This event took place July 15, 2005, and even after receiving these injuries, Thorne continued to serve with the South Carolina National Guard. He earned his commission from PMA as part of Class 59 in 2008, becoming a MP officer. In 2011, Thorne deployed again with the 133rd MP Company, attached to the 1st Squadron, 40th Cavalry Regiment, 4th Brigade Combat Team (Airborne), 25th Infantry Division.
“The second event occurred in Khost Province, Afghanistan…On 2 July 2012, a 107mm rocket landed between 20-30 feet from me and three of my Soldiers,” said Thorne. “We were in our [tactical operations center], which was an unprotected plywood building. The blast destroyed the back wall of the building and knocked us to the floor.
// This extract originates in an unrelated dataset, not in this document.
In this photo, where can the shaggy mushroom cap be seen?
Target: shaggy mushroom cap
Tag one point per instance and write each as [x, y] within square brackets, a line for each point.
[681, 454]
I sustained a Traumatic Brain Injury and injuries to my back.”
Thorne added, if it had not been for a phone call that got him out of bed, followed by three Soldiers knocking on his door while he was sleeping, his second Purple Heart would have been awarded posthumously.
“If those two things hadn’t happened, I would have been asleep in the room that was totally destroyed,” said Thorne. “I dug a giant piece of shrapnel out of the dent in my pillow where my head was. There is no way I would have lived through that explosion in my bedroom.”
Even after these two events, Thorne continues his service with the South Carolina National Guard currently working as the operations officer for 2nd Battalion, 218th Regiment (Leadership) at the McCrady Training Center.
According to the U.S. Department of Veterans Affairs, the Purple Heart is the nation’s oldest military award and is one of the most recognized medals awarded to members of the U.S. armed forces. It is awarded to service members wounded or killed in action.
PMA conducts the HoF annually in conjunction with the Officer Candidate School commissioning ceremony.